The crater was created about 50,000 years ago during the Pleistocene epoch when the local climate on the Colorado Plateau was much cooler and damper. At the time, the area was an open grassland dotted with woodlands inhabited by woolly mammoths and giant ground sloths. The crater was over 10,000 years old when the first humans saw it, at the earliest, 40,000 years ago.

The object that excavated the crater was a nickel--iron meteorite about 50 meters (55 yards) across. The speed of the impact has been a subject of some debate. Modeling initially suggested that the meteorite struck at up to 20 kilometers per second (45,000 mph), but more recent research suggests the impact was substantially slower, at 12.8 kilometers per second (28,600 mph). It is believed that about half of the impactor's bulk was vaporized during its descent before it hit the ground.Impact energy has been estimated at about 10 megatons.
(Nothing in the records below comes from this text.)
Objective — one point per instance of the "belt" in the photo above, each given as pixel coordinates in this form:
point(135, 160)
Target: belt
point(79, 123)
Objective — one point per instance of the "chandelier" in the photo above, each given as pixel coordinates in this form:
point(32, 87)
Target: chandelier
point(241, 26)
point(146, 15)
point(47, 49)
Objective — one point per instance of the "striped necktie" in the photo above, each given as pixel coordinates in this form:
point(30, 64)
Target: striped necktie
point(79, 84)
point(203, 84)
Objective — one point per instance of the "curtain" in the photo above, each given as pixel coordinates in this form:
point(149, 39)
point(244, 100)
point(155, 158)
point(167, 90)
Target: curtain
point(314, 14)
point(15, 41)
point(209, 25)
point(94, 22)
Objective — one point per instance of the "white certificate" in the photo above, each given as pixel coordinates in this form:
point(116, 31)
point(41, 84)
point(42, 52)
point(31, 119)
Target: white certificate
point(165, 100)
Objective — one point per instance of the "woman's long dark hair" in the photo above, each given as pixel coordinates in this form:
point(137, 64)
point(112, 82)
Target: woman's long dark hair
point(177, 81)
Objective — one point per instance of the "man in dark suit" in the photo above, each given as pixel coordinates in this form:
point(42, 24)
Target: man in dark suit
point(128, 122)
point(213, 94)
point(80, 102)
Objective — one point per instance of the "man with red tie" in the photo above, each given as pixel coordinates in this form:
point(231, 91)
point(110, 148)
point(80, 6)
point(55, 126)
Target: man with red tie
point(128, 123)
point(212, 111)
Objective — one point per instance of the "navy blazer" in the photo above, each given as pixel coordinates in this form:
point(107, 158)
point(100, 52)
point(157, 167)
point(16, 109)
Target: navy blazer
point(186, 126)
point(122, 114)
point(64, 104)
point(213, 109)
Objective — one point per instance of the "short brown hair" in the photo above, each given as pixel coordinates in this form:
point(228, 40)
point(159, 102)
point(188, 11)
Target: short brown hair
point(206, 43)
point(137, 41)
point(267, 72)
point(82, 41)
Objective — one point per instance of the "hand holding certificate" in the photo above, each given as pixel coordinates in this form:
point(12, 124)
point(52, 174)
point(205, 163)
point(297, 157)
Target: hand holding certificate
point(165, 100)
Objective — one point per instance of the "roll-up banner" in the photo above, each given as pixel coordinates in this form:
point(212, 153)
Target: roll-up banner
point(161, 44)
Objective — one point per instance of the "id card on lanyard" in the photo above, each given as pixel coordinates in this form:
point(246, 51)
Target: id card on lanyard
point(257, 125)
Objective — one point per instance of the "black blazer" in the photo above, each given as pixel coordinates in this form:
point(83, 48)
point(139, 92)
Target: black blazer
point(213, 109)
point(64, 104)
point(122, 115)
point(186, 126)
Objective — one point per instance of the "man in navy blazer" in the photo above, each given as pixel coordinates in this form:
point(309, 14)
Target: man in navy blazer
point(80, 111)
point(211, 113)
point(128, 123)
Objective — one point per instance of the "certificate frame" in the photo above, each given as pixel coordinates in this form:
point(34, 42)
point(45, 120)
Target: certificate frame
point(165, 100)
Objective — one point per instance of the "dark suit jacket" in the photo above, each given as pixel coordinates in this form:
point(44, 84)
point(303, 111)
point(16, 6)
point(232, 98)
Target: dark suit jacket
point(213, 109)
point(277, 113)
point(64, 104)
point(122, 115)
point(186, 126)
The meteorite was mostly vaporized upon impact, leaving little in the crater
In 1891, Grove Karl Gilbert, chief geologist for the U.S. Geological Survey, investigated the crater and concluded that it was the result of a volcanic steam explosion. Gilbert had assumed that if it were an impact crater then the volume of the crater, as well as meteoritic material, should be present on the rim. Gilbert also assumed a large portion of the meteorite should be buried in the crater and that this would generate a large magnetic anomaly. Gilbert's calculations showed that the volume of the crater and the debris on the rim were roughly equivalent, so that the mass of the hypothetical impactor was missing, nor were there any magnetic anomalies. Gilbert argued that the meteorite fragments found on the rim were coincidental. Gilbert would publicize these conclusions in a series of lectures. In 1892, Gilbert would be among the first to propose that the Moon's craters were caused by impact rather than volcanism.